Non, on ne danse pas du tout de la même manière. Sur scène, devant un public qui est dans le noir, on sent sa présence, mais on reste dans une bulle. Ce sont uniquement les mouvements qui vont être le moteur d’une transmission des émotions. Devant une caméra, on prend plus de risques, d’autant plus que je tourne souvent en extérieur, dans des lieux publics. Il faut faire tout un travail en amont pour « sentir » le lieu où je vais danser. Dans le Bronx, par exemple, je n’ai pas pu danser le premier jour : mon corps était bloqué. C’est le lendemain, en allant voir les habitants et en leur demandant l’autorisation de danser dans leur quartier, que j’ai pu me libérer. Pour moi, danser devant une caméra, c’est quelque part plus réel que danser sur scène. Cela me demande aussi plus d’efforts pour réussir à retranscrire ce que je veux.
Votre travail au Japon, sur le samuraï noir Yasuke Kurosan, évoque l’histoire de la colonisation. Pourquoi avoir choisi d’incarner cette figure ?

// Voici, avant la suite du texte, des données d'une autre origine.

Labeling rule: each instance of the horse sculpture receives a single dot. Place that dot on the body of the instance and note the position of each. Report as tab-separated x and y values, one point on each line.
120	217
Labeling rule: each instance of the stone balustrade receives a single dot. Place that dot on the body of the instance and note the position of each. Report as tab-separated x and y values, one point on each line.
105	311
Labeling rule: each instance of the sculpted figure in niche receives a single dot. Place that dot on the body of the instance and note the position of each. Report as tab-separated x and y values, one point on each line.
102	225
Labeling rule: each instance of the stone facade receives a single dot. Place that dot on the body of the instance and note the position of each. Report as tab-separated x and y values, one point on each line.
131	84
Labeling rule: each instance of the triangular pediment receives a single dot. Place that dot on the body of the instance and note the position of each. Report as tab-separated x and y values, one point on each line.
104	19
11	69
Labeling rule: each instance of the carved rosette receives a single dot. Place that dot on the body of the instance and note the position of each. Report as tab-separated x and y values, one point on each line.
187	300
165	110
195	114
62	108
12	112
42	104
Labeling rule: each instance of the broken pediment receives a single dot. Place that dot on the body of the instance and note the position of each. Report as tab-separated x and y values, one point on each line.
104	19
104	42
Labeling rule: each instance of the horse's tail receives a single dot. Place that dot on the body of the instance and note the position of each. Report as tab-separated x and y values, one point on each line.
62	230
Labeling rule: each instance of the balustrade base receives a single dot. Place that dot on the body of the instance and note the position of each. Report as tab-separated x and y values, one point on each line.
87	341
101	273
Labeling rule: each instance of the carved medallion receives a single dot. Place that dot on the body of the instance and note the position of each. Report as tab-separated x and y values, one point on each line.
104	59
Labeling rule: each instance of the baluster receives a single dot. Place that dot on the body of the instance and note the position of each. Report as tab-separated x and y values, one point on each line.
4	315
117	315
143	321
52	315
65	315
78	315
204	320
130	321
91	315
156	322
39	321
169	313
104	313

J’ai découvert son histoire il y a dix ans en regardant l’anime Afro Samurai, avec la voix off de Samuel L. Jackson. En effectuant des recherches, j’ai découvert que c’était inspiré d’une histoire vraie. Dix ans plus tard, à l’occasion de l’année culturelle du Japon en France, cela a ravivé cette flamme dans ma tête. J’ai donc décidé d’aller tourner une vidéo au Japon. Faire se rencontrer des imaginaires à travers différentes cultures était déjà au centre de mon travail. En 2019, je me suis rendu sur place et j’ai tourné un court métrage qui retrace poétiquement l’histoire de Yasuke Kurosan, en collaboration avec Abdou Diouri. En me mettant dans sa peau, je me suis aussi demandé comment un danseur noir se comporterait dans la société japonaise contemporaine. J’ai donc initié une collaboration avec des artistes afro-japonais. En revenant en France, j’ai décidé d’adapter ce film en travaillant avec des interprètes afro-asiatiques, pour créer un spectacle qui sortira cette année. Tout en traitant toujours de Yasuke Kurosan, le spectacle parlera aussi de nous, les enfants qui sont nés dans une double culture.
2022 sera une année riche en nouveaux projets pour vous, notamment à l’international avec l'appui de l’Institut français et de la Caisse des dépôts. Est-ce que vous pourriez nous en dire plus ?
Outre le spectacle sur Yasuke Kurosan, qui sera présenté au théâtre de l’Aquarium, à Paris le 11 juin dans le festival June Events, je travaille aussi sur le quartier de la Goutte d’or dans le cadre de l’appel à projet Les Mondes Nouveaux, lancé par le gouvernement en 2021. Je suis aussi en train de mettre au point une websérie intitulée Je danse donc je suis, qui revient en partie sur mon parcours. Avec le poète, critique d'art et conteur d'exposition indépendant Chris Cyrille, je m’apprête enfin à faire une résidence à Rome à la Villa Médicis, un établissement français relevant du ministère de la Culture, au mois de mars, en collaboration avec les Ateliers Médicis de Clichy-sous-bois / Montfermeil.
Dans le cadre du dispositif d’accompagnement à la jeune scène chorégraphique de la Caisse des dépôts, Smaïl Kanouté est le premier lauréat de la bourse de mobilité résultant du partenariat entre l’Institut français et la Caisse des dépôts. Ce partenariat permet une complémentarité dans l’accompagnement et le développement des projets du chorégraphe lauréat à l’international.